The fifth and last chapter discusses the Horatian interpretation of two genres which can be associated with their Catullan treatment, the hymn and the wedding song. The only full hymn in the libellus is poem 34 to Diana. The same goddess appears in Horace’s main hymn, the Carmen Saeculare, where he follows the Catullan presentation of the goddess’ attributes. In 1, 21, Horace imagines a teacher rehearsing his pupils before a public performance: he insists much more than Catullus upon the efficiency of song to ensure the benignity of the gods. In the triptych 3, 21-23, he also gives his hymnic composition a humorous tone, which is absent in Catullus and which contributes to create a more modest form of hymn. This sense of parody also appears in the new treatment of Catullus’ wedding songs: when alluding to them (as in 2, 8 or 3, 26), Horace does not concentrate on the very instant of the union itself, but his scope goes from past to future and displays an awareness of the vicissitudes of the matrimonial bond.

P. ends his study with a firm conclusion, which encapsulates the main features of the poetic interplay between Catullus and Horace: the differences are stylistic as well as psychological. The Republican poet expresses a direct emotionality whereas his Augustan colleague always remains at a distance, so that his perspective is usually broader than Catullus’. The ways Horace alludes to him are manifold: he may use a single significant word as well as redeveloping a whole theme, or from one poem draw several interpretations in different odes as well as engaging several Catullan poems in the texture of a single ode.

P. ‘s book is impressive in many ways: it shows an exceptional familiarity with both poets, and it provides an original approach to their textual relationship. Seldom does one read a full-length study devoted to comparison, and in this field scholarship still too often limits itself to scattered remarks. Moreover, P. here confronts one most interesting case and greatly enlightens our reading of both poets.

As P. puts it several times, it is nonetheless only the beginning of the exploration of an infinite area. In particular, one wishes that P.’s successors (or himself in the future) will confront some theoretical aspects of such a comparison more clearly than he has. Firstly, some of P.’s arguments rest solely on one similar word in two poems. This poses the recurrent problem of the significance of intertextual allusions. There is no doubt that, even if not intentional, they can still be relevant, but in some cases such a limitation makes the demonstration fragile.

This point is related to a second one: it might be objected to several interpretations by P. that, in spite of the verbal recurrences he notices, the case for the comparison of two poems is made questionable insofar as they belong to distinct genres and are thus taken into very different ranges of poetic meditations, and that, conversely, some similarities are not specific and can easily be accounted for by the fact that two poems belong to the same genre. One might, in particular, regret that P. does not mention Cairns’ works on generic composition (except for one article): it would certainly have been most useful for him to explain why he did not find them relevant for his analyses.

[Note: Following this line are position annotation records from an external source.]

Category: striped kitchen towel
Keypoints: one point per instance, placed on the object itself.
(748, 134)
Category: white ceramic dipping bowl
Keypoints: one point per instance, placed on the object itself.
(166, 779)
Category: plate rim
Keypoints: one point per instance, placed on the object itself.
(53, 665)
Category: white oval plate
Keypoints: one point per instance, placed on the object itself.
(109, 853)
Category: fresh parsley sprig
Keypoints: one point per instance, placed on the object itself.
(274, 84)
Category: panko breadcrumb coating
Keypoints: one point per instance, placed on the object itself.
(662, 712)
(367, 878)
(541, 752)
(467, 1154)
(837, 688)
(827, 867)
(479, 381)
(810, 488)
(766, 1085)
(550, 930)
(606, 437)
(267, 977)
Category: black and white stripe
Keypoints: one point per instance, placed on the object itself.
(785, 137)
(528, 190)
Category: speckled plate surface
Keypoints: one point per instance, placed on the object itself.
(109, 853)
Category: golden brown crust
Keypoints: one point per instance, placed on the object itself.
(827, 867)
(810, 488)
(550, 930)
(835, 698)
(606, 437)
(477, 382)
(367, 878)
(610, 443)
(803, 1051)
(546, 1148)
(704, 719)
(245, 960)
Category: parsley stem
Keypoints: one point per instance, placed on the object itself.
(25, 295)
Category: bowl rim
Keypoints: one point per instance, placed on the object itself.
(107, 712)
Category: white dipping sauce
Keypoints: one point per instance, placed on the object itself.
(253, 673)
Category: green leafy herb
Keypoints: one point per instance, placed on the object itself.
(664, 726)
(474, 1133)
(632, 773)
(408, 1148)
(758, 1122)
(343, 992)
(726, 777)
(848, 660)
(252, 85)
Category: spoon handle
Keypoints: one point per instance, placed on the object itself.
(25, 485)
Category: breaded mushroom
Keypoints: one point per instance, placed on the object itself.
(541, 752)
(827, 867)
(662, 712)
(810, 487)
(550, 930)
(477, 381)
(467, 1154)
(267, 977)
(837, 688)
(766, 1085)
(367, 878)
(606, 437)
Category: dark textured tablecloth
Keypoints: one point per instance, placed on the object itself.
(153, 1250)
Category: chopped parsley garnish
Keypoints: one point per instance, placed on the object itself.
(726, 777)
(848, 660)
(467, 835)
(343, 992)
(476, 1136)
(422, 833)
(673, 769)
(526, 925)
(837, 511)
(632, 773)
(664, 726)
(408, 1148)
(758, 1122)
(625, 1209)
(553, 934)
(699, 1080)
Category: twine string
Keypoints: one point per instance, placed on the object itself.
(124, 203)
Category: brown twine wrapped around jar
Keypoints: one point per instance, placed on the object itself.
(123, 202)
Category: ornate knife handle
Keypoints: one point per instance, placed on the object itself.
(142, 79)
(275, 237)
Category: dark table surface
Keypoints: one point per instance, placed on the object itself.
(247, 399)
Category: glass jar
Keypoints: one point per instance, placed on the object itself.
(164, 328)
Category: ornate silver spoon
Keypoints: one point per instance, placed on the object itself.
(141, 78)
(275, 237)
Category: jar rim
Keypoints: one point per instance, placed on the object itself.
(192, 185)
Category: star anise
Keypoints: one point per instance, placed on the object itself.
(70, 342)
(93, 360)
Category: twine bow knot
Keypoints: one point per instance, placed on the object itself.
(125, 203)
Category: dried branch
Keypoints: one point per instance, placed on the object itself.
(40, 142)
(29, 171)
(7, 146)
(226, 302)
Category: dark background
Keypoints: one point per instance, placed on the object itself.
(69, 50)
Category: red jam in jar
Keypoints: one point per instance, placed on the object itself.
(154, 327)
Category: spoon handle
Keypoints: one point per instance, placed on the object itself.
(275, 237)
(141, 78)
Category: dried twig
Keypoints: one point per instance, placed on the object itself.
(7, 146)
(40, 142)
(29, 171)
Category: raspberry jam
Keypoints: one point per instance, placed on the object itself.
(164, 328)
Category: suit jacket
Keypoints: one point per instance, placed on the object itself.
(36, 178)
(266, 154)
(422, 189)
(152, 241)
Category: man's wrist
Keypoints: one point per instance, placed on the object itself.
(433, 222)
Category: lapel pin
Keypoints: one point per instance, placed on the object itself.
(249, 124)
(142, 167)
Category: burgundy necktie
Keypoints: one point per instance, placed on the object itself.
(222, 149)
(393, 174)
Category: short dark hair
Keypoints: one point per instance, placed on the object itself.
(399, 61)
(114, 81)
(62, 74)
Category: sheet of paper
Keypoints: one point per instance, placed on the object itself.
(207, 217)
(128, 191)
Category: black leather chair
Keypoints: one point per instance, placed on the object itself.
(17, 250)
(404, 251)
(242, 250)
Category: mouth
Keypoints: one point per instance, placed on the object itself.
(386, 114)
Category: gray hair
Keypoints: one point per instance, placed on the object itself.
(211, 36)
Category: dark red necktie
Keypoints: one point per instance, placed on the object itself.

Thirdly, in his reading of Catullus’ compositions, P. sometimes gives the impression that he ignores some interpretations (metapoetical interpretations, in particular) in order to make the contrast between him and Horace more striking.

In sum, I recommend this book for the novelty of the overall argument and the fineness of many interpretations, but believe the topic needs a stronger theoretical approach, either to legitimate or to amend some hypotheses.